C'est quoi ?  BATMAN CREATURE DE LA NUIT

 

 

C'est de qui ? Busiek & J P Leon

 

 

La Couv':

 

 

C’est édité chez qui ? Urban Comics

 

 

Déjà croisés sur le site? Busiek oui, le dessinateur pas sur.

 

 

Une planche:

 

 

Ca donne Quoi ? C’est l’histoire du jeune Bruce Wainwright, fan des comics de Batman qui devient orphelin –et fort riche-suite au meurtre de ses parents en plein Boston en cette année 1968, où, bientôt une sorte de mystérieuse créature de la nuit va se mettre à combattre le crime à sa façon.

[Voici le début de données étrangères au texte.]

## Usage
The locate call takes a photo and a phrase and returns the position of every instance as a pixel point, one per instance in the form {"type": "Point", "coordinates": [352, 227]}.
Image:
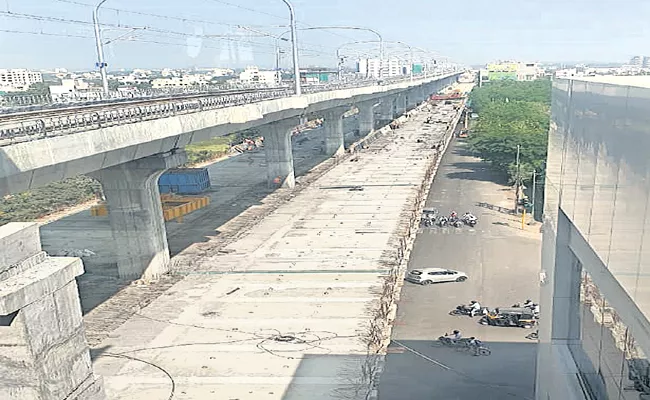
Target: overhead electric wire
{"type": "Point", "coordinates": [148, 29]}
{"type": "Point", "coordinates": [151, 29]}
{"type": "Point", "coordinates": [134, 40]}
{"type": "Point", "coordinates": [182, 19]}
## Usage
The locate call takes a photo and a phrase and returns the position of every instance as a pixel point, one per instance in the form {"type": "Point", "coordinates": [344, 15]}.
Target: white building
{"type": "Point", "coordinates": [216, 72]}
{"type": "Point", "coordinates": [252, 75]}
{"type": "Point", "coordinates": [71, 88]}
{"type": "Point", "coordinates": [392, 67]}
{"type": "Point", "coordinates": [187, 80]}
{"type": "Point", "coordinates": [18, 79]}
{"type": "Point", "coordinates": [529, 71]}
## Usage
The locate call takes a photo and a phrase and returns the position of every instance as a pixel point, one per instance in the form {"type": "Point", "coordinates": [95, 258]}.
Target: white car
{"type": "Point", "coordinates": [427, 276]}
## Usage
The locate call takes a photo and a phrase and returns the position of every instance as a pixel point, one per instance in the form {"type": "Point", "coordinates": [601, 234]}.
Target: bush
{"type": "Point", "coordinates": [33, 204]}
{"type": "Point", "coordinates": [512, 114]}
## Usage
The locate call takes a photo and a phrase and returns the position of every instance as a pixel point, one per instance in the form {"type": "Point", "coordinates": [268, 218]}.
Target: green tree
{"type": "Point", "coordinates": [512, 114]}
{"type": "Point", "coordinates": [39, 88]}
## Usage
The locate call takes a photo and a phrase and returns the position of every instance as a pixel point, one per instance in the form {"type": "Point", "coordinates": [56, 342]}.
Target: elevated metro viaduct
{"type": "Point", "coordinates": [42, 336]}
{"type": "Point", "coordinates": [128, 159]}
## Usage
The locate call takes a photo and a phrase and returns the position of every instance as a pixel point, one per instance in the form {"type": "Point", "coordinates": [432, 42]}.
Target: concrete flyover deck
{"type": "Point", "coordinates": [238, 182]}
{"type": "Point", "coordinates": [89, 144]}
{"type": "Point", "coordinates": [283, 312]}
{"type": "Point", "coordinates": [502, 263]}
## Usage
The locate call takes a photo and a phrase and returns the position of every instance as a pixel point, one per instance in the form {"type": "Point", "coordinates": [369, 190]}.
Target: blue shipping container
{"type": "Point", "coordinates": [184, 181]}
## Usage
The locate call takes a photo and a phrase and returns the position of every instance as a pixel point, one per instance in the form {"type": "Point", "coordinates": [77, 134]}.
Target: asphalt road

Plus le temps passe et plus il semblerait que Bruce et l’étrange justicier aient des liens.

 

Je sais ce que vous vous dites, ce pitch ressemble fort à une resucée du Batman classique et vous avez raison sauf que c’est bien entendu tout aussi intentionnel que conceptuel. En effet Kurt Busiek s’était déjà amusé à réinventer la mythologie de l’Homme d’Acier dans Superman : Secret Identity et se frotte cette fois ci à l’autre grande figure du panthéon DC Comics : le Dark Knight himself.

 

Bon, il faut avouer que cette longue minisérie, accouchée dans la douleur à l’époque de sa sortie en V.O, fait tout de même plus exercice de style que son illustre modèle. Sorti des clins d’œil et autres rappels à l’œuvre originale (Alfred, Gordon et Robin sont de la partie même s’ils sont quelque peu transformés, les personnalités du Bruce de Busiek et de Bruce Wayne sont quasi identiques,…) le scénario tente l’originalité via une paire d’incursions fantastiques intéressantes (Bruce voit par les yeux de la créature sans pour autant être cette dernière, il a eu un frère jumeau mort-né qui serait, semble-t-il, réincarné dans le justicier…) mais peine a n’être qu’une variation de son modèle).

 

 

La partie graphique elle aussi rend hommage à quelques pointures avec un style lorgnant clairement vers le Year One de Mazzucchelli mais aussi au DK de Miller. Néanmoins John Paul Leon a aussi su poser sa patte sur le Batman et, dans les décors comme les cadrages, les personnages comme les bastons, fait preuve d’un certain brio.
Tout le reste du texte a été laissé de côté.